I am one who felt Fuhrman was a racist, at least early in his career. He was a Vietnam vet, and when became a cop was assigned to some of the toughest, most crime infested areas, areas with a lot of minorities. This was during a time when most white LA cops were at least biased, just like Darrell Gates, and some of the senior officers Fuhrman admired for their police work, were even tougher, and used the n-word freely.

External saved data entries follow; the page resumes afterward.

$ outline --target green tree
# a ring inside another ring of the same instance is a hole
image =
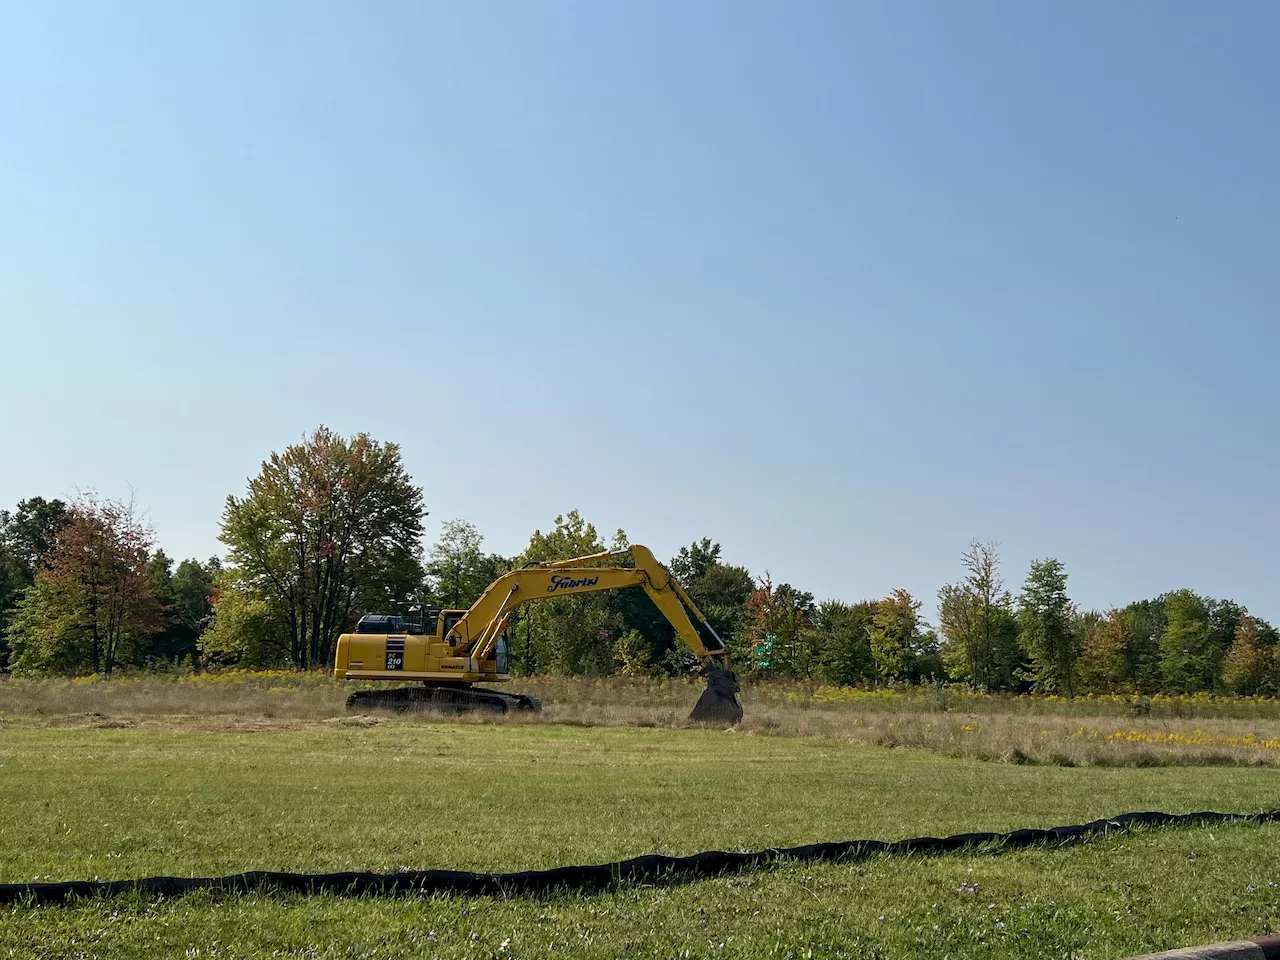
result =
[[[814,611],[813,625],[821,640],[821,674],[830,683],[845,686],[876,677],[871,655],[871,629],[877,601],[844,603],[827,600]]]
[[[942,631],[942,662],[952,680],[972,689],[984,686],[979,655],[976,604],[963,584],[944,583],[938,589],[938,626]]]
[[[961,561],[964,580],[938,591],[943,660],[952,677],[975,690],[1009,689],[1020,658],[1013,598],[1000,577],[998,545],[974,541]]]
[[[626,534],[617,531],[610,549],[620,550],[626,545]],[[555,527],[547,533],[535,530],[517,562],[523,565],[569,560],[604,549],[595,525],[577,510],[570,510],[557,516]],[[608,562],[616,564],[621,559]],[[513,635],[515,663],[525,673],[594,676],[612,673],[616,667],[617,643],[626,632],[626,622],[610,606],[609,597],[608,593],[577,594],[542,599],[521,607],[522,623],[515,626]]]
[[[160,661],[171,661],[167,654],[173,645],[173,560],[164,550],[156,550],[147,561],[147,575],[151,579],[151,594],[162,610],[160,627],[155,633],[142,637],[134,644],[131,662],[138,666],[156,667]],[[176,659],[181,659],[180,657]]]
[[[173,615],[190,637],[198,639],[213,619],[213,592],[222,561],[183,560],[173,574]]]
[[[1134,689],[1124,610],[1108,610],[1096,623],[1084,622],[1080,656],[1080,685],[1089,693],[1114,693]]]
[[[746,567],[725,563],[721,559],[720,544],[709,537],[681,547],[671,559],[671,573],[684,586],[698,609],[711,621],[730,651],[734,662],[748,662],[749,644],[743,639],[751,623],[747,599],[755,591],[755,581]],[[653,624],[651,657],[661,663],[669,673],[683,674],[697,666],[697,658],[676,637],[675,630],[667,623],[648,598],[650,622]]]
[[[166,611],[166,621],[159,633],[147,639],[138,662],[199,666],[200,637],[213,614],[210,598],[221,563],[217,557],[208,564],[183,560],[175,571],[173,562],[159,550],[150,567],[152,589]]]
[[[1213,629],[1213,642],[1225,657],[1232,641],[1235,640],[1236,630],[1249,613],[1234,600],[1214,600],[1206,597],[1205,607],[1209,611],[1209,626]]]
[[[1072,629],[1073,612],[1062,563],[1033,561],[1018,598],[1018,617],[1037,693],[1075,696],[1079,638]]]
[[[1156,693],[1164,685],[1160,670],[1160,637],[1166,616],[1164,597],[1139,600],[1124,608],[1125,668],[1138,693]]]
[[[485,553],[483,544],[484,537],[475,524],[445,521],[440,538],[427,554],[427,583],[437,605],[466,610],[480,599],[490,583],[510,569],[502,557]]]
[[[1026,670],[1026,657],[1019,638],[1017,614],[1006,606],[995,606],[985,613],[974,597],[957,585],[944,586],[938,591],[938,619],[942,628],[940,662],[952,680],[967,683],[974,689],[988,692],[1016,690],[1019,679]],[[969,636],[979,638],[975,647],[962,639],[960,630],[974,631]],[[981,659],[975,664],[973,653]],[[974,679],[973,670],[979,669]]]
[[[650,657],[649,641],[639,630],[628,630],[613,645],[617,670],[624,677],[652,677],[659,668]]]
[[[9,618],[10,669],[19,675],[96,672],[82,612],[47,583],[24,590]]]
[[[57,545],[58,532],[71,517],[61,500],[31,497],[20,500],[13,513],[0,510],[0,541],[24,571],[27,583],[35,582],[36,570]]]
[[[1094,636],[1102,629],[1106,617],[1098,610],[1081,610],[1073,607],[1071,611],[1071,632],[1075,637],[1076,650],[1076,686],[1083,683],[1081,676],[1084,670],[1085,652],[1093,642]]]
[[[9,620],[28,587],[17,559],[0,538],[0,673],[9,669]]]
[[[686,590],[718,566],[721,566],[720,544],[713,543],[710,537],[681,547],[680,552],[671,558],[671,572]]]
[[[1263,647],[1262,686],[1259,693],[1268,697],[1280,697],[1280,643]]]
[[[1165,596],[1164,610],[1160,653],[1165,690],[1212,690],[1224,652],[1210,622],[1209,604],[1192,590],[1175,590]]]
[[[1258,622],[1247,614],[1241,616],[1222,665],[1222,679],[1232,693],[1249,697],[1259,692],[1267,679],[1270,653],[1263,646]]]
[[[214,615],[197,641],[203,664],[261,670],[292,662],[281,605],[246,584],[241,570],[217,573],[210,602]]]
[[[1016,690],[1027,667],[1018,615],[1011,607],[991,612],[991,683],[995,690]]]
[[[871,622],[871,655],[882,680],[910,680],[933,639],[922,632],[921,603],[901,588],[876,604]]]
[[[294,666],[328,663],[357,613],[418,590],[424,515],[397,444],[319,427],[273,452],[245,496],[227,497],[229,583],[271,606]]]
[[[9,667],[9,618],[66,523],[67,505],[56,499],[31,497],[12,513],[0,510],[0,671]]]
[[[916,651],[911,664],[912,683],[941,683],[947,679],[947,668],[942,662],[942,641],[936,630],[921,631]]]

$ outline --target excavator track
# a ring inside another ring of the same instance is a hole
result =
[[[542,701],[527,693],[503,693],[484,687],[421,686],[396,690],[357,690],[347,709],[390,713],[518,713],[537,712]]]

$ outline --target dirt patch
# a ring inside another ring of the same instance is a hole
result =
[[[73,713],[62,718],[57,725],[93,730],[130,730],[136,727],[138,722],[124,717],[109,717],[105,713]]]

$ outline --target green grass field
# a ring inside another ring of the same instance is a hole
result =
[[[0,881],[520,869],[1280,806],[1280,770],[993,763],[749,732],[395,720],[0,727]],[[603,895],[0,913],[0,957],[1119,957],[1280,929],[1275,826],[791,865]]]

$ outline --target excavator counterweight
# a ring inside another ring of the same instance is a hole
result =
[[[602,564],[629,555],[633,566]],[[734,724],[742,719],[729,649],[669,570],[647,547],[533,563],[506,573],[468,610],[438,610],[419,628],[399,617],[366,616],[338,638],[334,675],[347,680],[418,681],[419,687],[358,690],[350,709],[507,713],[540,710],[536,697],[477,687],[511,679],[506,628],[512,612],[536,600],[640,587],[702,660],[707,687],[690,719]]]

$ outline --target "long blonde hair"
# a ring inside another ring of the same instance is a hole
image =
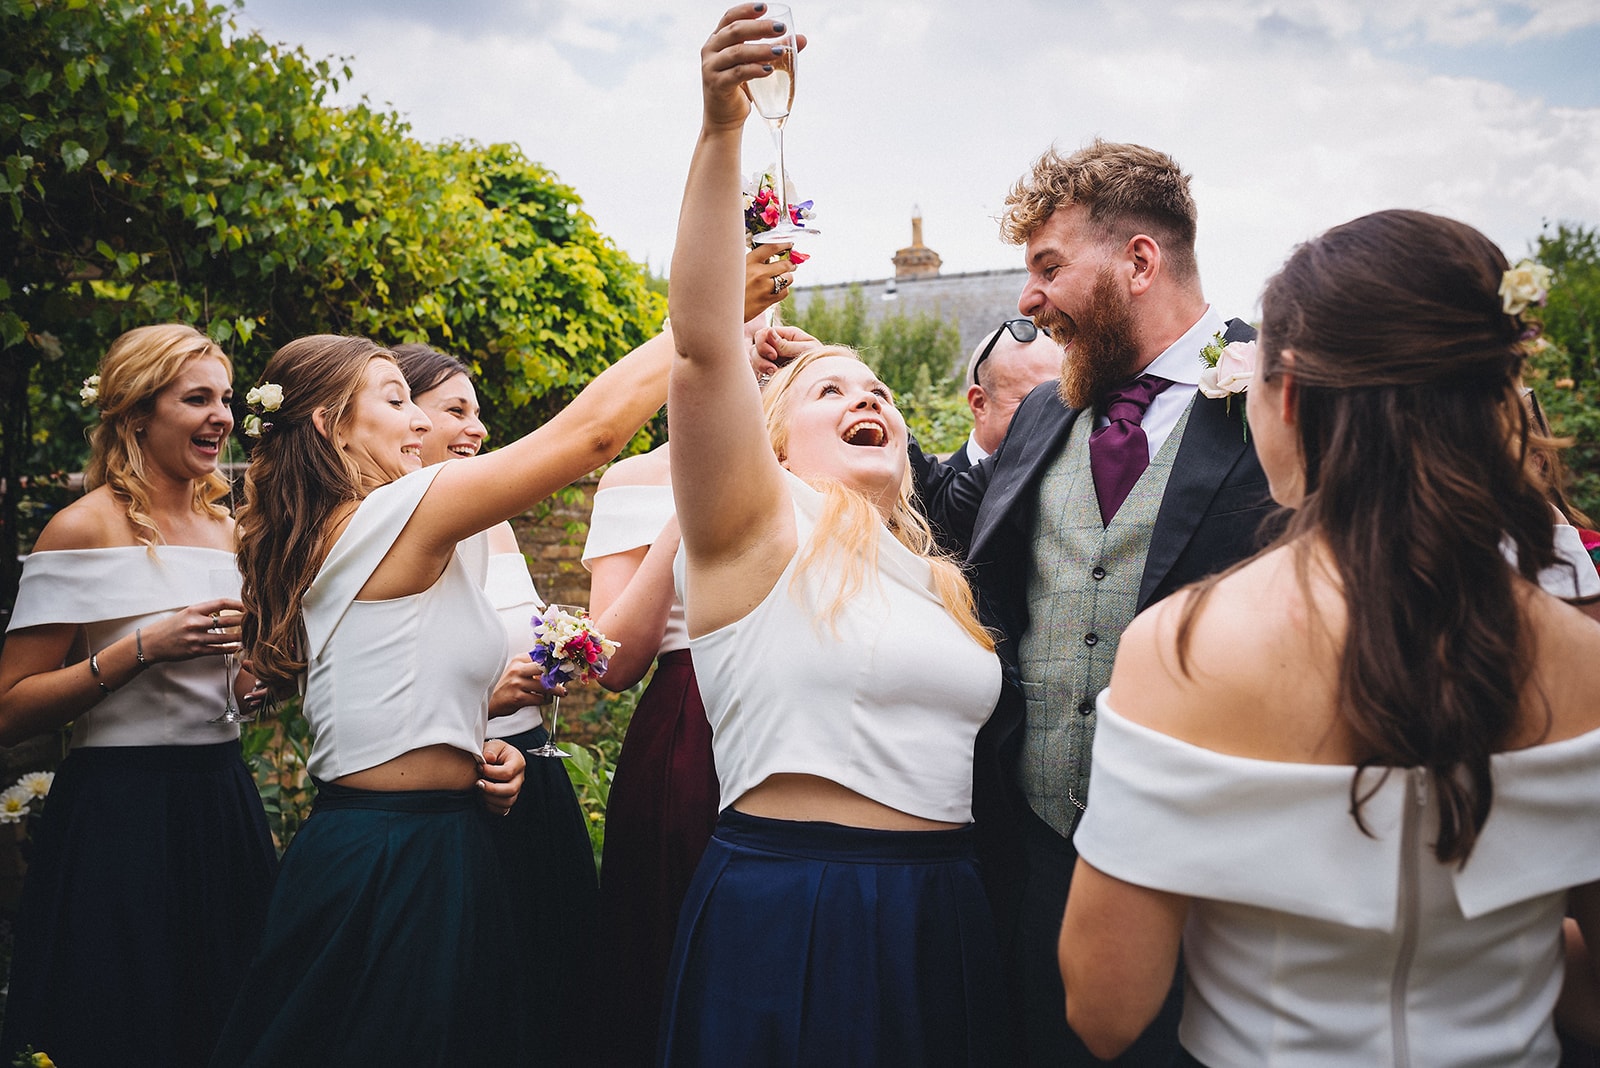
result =
[[[100,360],[100,395],[96,405],[100,421],[89,431],[89,468],[86,489],[106,486],[126,504],[134,536],[154,551],[166,539],[150,516],[149,476],[139,435],[155,411],[156,394],[177,379],[190,360],[203,357],[222,361],[229,381],[233,364],[210,338],[183,323],[139,326],[111,343]],[[218,504],[228,496],[228,480],[211,471],[194,480],[189,506],[201,515],[224,519],[227,508]]]
[[[800,372],[828,356],[845,356],[861,362],[860,354],[852,348],[819,345],[795,357],[774,373],[762,390],[761,406],[767,419],[767,437],[772,442],[772,451],[780,459],[789,447],[789,420],[793,408],[790,387]],[[934,592],[950,617],[973,641],[985,649],[994,649],[994,635],[978,622],[972,587],[967,584],[961,566],[935,544],[927,519],[917,510],[909,469],[901,479],[900,492],[887,519],[858,490],[833,479],[817,479],[811,484],[823,495],[822,514],[817,519],[816,532],[810,544],[796,561],[793,581],[798,581],[801,575],[813,568],[821,568],[833,583],[833,598],[822,609],[819,621],[831,625],[845,603],[861,591],[869,577],[876,581],[878,531],[887,526],[896,541],[928,561],[933,571]]]

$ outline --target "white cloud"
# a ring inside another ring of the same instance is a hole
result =
[[[622,22],[612,9],[506,7],[519,15],[504,26],[373,9],[324,28],[293,0],[250,0],[246,21],[313,54],[353,54],[352,90],[391,102],[425,139],[519,143],[663,269],[715,11],[663,2]],[[1390,58],[1406,41],[1595,25],[1592,3],[808,0],[796,20],[812,44],[788,164],[826,231],[802,283],[887,274],[913,204],[947,272],[1016,265],[994,223],[1006,190],[1052,143],[1096,135],[1165,149],[1194,174],[1204,278],[1230,314],[1249,313],[1295,242],[1367,211],[1454,215],[1513,257],[1544,219],[1600,222],[1600,108]],[[753,121],[747,169],[772,156]]]

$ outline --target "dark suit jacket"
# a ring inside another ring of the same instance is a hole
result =
[[[967,458],[967,443],[962,441],[959,448],[950,454],[950,459],[944,461],[945,467],[960,474],[972,466],[972,461]]]
[[[1230,320],[1226,338],[1248,341],[1255,329]],[[1267,478],[1245,439],[1244,398],[1195,397],[1156,516],[1139,589],[1139,609],[1222,571],[1265,544],[1263,521],[1276,511]],[[1029,393],[994,455],[956,472],[911,446],[912,472],[929,520],[947,548],[964,555],[983,622],[1000,632],[1006,686],[979,735],[973,815],[986,833],[1009,838],[1021,802],[1011,769],[1021,738],[1017,642],[1028,629],[1029,530],[1039,482],[1065,448],[1078,409],[1061,402],[1054,382]],[[998,796],[997,796],[998,791]],[[1013,843],[1014,844],[1014,843]],[[991,848],[983,850],[991,853]],[[993,861],[991,860],[991,864]],[[992,871],[992,867],[991,867]],[[991,891],[994,887],[991,886]]]

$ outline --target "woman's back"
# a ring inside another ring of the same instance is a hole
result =
[[[1491,759],[1489,819],[1445,863],[1423,771],[1364,772],[1351,816],[1342,601],[1310,574],[1315,612],[1292,550],[1219,582],[1187,673],[1182,599],[1137,621],[1156,640],[1130,631],[1102,695],[1080,854],[1191,899],[1181,1038],[1203,1063],[1556,1063],[1567,891],[1600,880],[1600,628],[1523,591],[1527,696]]]

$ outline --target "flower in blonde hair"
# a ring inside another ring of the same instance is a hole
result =
[[[78,399],[85,405],[100,403],[100,376],[90,375],[83,380],[83,388],[78,390]]]
[[[1521,315],[1530,306],[1542,306],[1550,295],[1555,272],[1542,263],[1522,260],[1500,276],[1500,306],[1507,315]]]

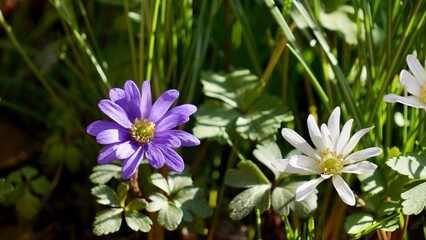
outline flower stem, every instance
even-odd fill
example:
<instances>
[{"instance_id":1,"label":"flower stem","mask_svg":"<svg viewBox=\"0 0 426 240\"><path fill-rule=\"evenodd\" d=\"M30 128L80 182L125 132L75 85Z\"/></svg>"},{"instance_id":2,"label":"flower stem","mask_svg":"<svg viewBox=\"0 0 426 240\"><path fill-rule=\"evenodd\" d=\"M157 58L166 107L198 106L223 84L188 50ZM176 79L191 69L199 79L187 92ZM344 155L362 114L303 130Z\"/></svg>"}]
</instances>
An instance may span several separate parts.
<instances>
[{"instance_id":1,"label":"flower stem","mask_svg":"<svg viewBox=\"0 0 426 240\"><path fill-rule=\"evenodd\" d=\"M141 198L142 192L139 188L139 183L138 183L138 169L136 169L135 174L133 174L133 176L130 178L129 185L133 193L136 195L136 197Z\"/></svg>"}]
</instances>

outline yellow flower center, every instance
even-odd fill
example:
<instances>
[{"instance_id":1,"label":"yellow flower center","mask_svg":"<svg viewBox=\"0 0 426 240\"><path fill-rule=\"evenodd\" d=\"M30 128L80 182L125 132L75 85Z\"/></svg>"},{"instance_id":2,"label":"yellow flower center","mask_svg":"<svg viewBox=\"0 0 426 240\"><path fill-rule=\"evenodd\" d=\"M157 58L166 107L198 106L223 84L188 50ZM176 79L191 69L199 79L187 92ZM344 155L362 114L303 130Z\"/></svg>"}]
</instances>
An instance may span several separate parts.
<instances>
[{"instance_id":1,"label":"yellow flower center","mask_svg":"<svg viewBox=\"0 0 426 240\"><path fill-rule=\"evenodd\" d=\"M154 137L155 124L149 122L148 119L135 119L135 122L130 127L132 137L139 143L147 143Z\"/></svg>"},{"instance_id":2,"label":"yellow flower center","mask_svg":"<svg viewBox=\"0 0 426 240\"><path fill-rule=\"evenodd\" d=\"M343 168L342 155L331 152L328 148L321 153L321 159L316 160L316 163L318 172L326 175L336 174Z\"/></svg>"},{"instance_id":3,"label":"yellow flower center","mask_svg":"<svg viewBox=\"0 0 426 240\"><path fill-rule=\"evenodd\" d=\"M422 86L422 95L421 95L421 97L422 97L423 102L426 103L426 84L423 84L423 86Z\"/></svg>"}]
</instances>

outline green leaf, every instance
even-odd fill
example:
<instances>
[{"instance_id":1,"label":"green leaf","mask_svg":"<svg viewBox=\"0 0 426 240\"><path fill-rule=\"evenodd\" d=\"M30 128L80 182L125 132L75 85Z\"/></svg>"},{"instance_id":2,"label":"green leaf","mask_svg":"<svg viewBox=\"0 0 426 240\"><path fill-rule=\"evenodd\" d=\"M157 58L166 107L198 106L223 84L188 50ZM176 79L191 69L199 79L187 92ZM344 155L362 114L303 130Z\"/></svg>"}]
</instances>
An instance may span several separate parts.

Fuhrman nearly broke down from this, and petitioned to retire because of it. He was transferred, got some help, slowly recovered, took the detective's exam, passed with flying colors, and over the next 10 years became by nearly everyone's standard an excellent detective. Even Chris Darden, who didn't like him, said he was extremely meticulous as a detective with evidence. It's also known that Mark did help a black man who had been in his mind wrongly accused. So, as I said, back in his young police days, in the nasty parts of town, he probaly was a racist. But by the time he was a seasoned detective, he had completely turned his life around.

As to him planting evidence, keep a few things in mind. There were several cops who showed up before him, and up to 10 responders on the scene before he got there, though most were kept in the front area, away from the bodies. For the first several minutes, they didn't even know this was OJ's wife. His partner, Brad Roberts showed up shortly after Fuhrman, and a few minutes later, both Lange and Vanatter. In order for Fuhrman to have planted evidence, he would have had to know this was Simpson's wife, presume Simpson had no aliabi, found a glove when no one was looking, know it probalby fit OJ, know that no other evidence (hat, hair, etc.) would implicate anyone else. Then work in consort with Roberts, Vanatter & Lange (who he'd never met, and were condescending to him), and other police there he'd never met, to conceal and place evidence, then make sure that Dennis Fong and the criminalists would make just enough mistakes at the crime scene to the planted evidence wouldn't be hidden, and the lab would do the same... it goes on and on and on how absurd it is.